Games People Play

New book edited by UCSB anthropologist examines the roles of games among ancient indigenous peoples of North America

Barbara Voorhies

November 6, 2017 – From games of chance to tests of physical skill, ancient North America Indians took their sport and recreation seriously — in some cases, seriously to the point of betting themselves into slavery when they had nothing to wager but themselves.

As UC Santa Barbara anthropologist Barbara Voorhies explains it, “Games are ubiquitous. Every society seems to have them.”

The same can be said, she added, about gambling. Gambling was prevalent because with nothing at stake the games would simply be incredibly boring.

“Based on the ethnographic record, gambling must be very deep-seated in human prehistory because it shows up everywhere, from the arctic to the tropical lowlands, and in hunter-gatherer to more complex societies,” said Voorhies, a research professor in UCSB’s Department of Anthropology and a specialist in archaeology, human ecology and Mesoamerica. “It’s everywhere.”
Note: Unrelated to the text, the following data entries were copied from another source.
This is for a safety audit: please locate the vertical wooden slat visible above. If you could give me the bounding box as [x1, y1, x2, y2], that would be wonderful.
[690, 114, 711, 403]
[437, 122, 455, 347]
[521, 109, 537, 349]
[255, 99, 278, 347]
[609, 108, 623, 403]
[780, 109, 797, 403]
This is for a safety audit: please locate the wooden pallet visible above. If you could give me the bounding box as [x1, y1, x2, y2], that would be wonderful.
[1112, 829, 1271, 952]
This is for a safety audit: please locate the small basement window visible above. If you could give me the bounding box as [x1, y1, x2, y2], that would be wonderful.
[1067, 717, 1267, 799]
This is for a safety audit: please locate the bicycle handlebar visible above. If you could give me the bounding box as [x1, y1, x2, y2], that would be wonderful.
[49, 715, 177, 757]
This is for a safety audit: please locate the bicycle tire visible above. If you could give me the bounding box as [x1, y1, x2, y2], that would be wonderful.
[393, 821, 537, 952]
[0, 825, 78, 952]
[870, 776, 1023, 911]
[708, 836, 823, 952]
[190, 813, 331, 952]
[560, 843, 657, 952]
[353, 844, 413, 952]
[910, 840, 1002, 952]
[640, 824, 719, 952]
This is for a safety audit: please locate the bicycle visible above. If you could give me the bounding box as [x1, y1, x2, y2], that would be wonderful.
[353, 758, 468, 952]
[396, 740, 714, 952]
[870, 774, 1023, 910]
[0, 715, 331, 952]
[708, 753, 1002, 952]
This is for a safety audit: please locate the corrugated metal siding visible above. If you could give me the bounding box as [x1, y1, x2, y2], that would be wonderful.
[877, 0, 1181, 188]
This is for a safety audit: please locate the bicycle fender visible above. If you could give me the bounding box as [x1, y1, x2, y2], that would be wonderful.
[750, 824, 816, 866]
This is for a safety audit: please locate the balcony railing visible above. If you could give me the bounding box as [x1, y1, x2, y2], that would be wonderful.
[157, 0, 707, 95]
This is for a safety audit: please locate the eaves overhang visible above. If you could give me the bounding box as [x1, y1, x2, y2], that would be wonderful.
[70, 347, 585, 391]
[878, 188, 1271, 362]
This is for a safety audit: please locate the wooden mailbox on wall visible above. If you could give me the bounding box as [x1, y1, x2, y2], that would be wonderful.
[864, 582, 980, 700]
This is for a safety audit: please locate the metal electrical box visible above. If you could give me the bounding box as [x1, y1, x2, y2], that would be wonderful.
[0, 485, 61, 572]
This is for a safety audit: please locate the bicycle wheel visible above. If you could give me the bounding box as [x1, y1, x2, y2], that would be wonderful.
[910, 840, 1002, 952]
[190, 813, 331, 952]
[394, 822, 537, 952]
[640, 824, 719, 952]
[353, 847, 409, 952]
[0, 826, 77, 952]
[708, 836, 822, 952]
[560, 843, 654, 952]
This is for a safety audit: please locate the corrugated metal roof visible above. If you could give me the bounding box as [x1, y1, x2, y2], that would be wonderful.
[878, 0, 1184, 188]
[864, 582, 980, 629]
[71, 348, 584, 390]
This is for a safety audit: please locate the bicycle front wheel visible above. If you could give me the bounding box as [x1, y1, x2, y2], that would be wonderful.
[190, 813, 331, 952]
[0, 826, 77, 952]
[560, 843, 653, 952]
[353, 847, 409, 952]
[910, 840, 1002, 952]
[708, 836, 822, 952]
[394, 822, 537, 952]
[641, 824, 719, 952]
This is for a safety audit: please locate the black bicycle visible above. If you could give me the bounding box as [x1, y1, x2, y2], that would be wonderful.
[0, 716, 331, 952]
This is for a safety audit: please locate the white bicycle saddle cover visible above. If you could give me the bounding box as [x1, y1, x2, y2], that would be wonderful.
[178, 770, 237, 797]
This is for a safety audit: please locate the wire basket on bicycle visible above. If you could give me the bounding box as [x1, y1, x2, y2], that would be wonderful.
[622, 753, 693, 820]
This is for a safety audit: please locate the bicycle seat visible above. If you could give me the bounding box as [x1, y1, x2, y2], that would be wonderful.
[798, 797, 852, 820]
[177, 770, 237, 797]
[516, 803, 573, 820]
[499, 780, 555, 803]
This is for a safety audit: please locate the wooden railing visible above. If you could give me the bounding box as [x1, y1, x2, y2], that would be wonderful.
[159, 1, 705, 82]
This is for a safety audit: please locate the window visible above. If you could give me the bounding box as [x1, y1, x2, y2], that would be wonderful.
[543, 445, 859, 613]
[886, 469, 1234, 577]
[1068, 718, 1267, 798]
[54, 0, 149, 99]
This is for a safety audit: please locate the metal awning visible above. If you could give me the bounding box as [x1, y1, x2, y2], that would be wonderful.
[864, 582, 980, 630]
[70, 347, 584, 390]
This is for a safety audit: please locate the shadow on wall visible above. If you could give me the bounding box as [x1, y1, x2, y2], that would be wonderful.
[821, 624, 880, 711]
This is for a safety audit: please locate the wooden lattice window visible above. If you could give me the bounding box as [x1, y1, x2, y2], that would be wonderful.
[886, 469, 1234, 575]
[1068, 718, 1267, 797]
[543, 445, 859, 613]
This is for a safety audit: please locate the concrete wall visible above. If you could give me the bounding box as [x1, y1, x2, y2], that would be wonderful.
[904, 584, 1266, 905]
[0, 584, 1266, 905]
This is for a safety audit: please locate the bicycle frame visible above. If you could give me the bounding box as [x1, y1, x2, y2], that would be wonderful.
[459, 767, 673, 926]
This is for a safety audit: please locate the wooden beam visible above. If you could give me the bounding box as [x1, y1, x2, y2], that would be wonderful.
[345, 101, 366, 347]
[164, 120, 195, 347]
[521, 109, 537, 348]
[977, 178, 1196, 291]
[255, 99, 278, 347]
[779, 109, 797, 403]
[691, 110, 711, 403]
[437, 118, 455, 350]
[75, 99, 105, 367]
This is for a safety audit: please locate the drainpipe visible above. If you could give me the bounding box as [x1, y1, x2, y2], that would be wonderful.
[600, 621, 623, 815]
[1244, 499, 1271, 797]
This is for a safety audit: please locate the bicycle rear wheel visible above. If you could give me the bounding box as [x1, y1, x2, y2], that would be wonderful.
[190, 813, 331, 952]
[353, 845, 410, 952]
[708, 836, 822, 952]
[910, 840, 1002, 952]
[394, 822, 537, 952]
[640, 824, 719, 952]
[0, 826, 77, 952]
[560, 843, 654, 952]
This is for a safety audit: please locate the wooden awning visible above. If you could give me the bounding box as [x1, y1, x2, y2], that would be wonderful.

In the new book, “Prehistoric Games of North American Indians: Subarctic to Mesoamerica” (University of Utah Press, 2017), chapter authors examine the role of games among ancient indigenous people throughout North America. As editor, Voorhies, also a contributor to the volume, brings together the expertise of 20 archaeologists. Collectively, they look at how games fit into the social logic of ancient societies; how games influence economies, religion, politics and health care; and how they promote cooperation or competition among participants.

Some of the archaeologists’ research derives from diaries of Spaniards who arrived in Central Mexico. They described a dice game the Aztecs played, and it seems the ancient Maya enjoyed similar games. “Dice games are pretty widespread across the continent,” Voorhies said. “By and large they are women’s games,” though not in these two societies. There were several types of ball games played across Mesoamerica as well, some played with rubber balls, she said, adding that such activities were described by the Spaniards.

“One generalization we can make about North American games is that women play against women and men play against men,” Voorhies said. “Gambling might be between the players, but also among onlookers.” Sisters might play a dice game with each other, she added, and bet on who would cook dinner or get firewood. Sometimes, people would gamble on a game with the loser being enslaved to the winner for a period of time.

Voorhies’ interest in the topic of ancient games goes back to 1988 when she was excavating a shellmound in southern Mexico. On a floor-like surface, she found a puzzling semicircular pattern of 24 holes, with a rock imprint in its center. “It looked like somebody was playing marbles,” she recalled. “That was the first thing that occurred to me. At the time I didn’t think anybody in Mesoamerica played marbles so I discounted that and was perplexed about this whole thing.” In 2009, she returned to the site, expanded the excavation to expose more of the floor, and found several more of these features. “Whatever it was, people were doing it a lot. So I renewed my efforts to figure out what it was.”

A colleague referred her to American ethnographer Stewart Culin’s 1907 book titled “Games of the North American Indians.” It was considered the most complete work ever prepared on the games of North American Indians living during Culin’s lifetime. Voorhies realized her discovery in Mexico was most likely a game board, since it closely resembled dice game scoreboards from several groups in the American southwest and northwest Mexico that were described by Culin. To honor Culin’s pioneering book, Voorhies purposely gave her new edited book a nearly identical title.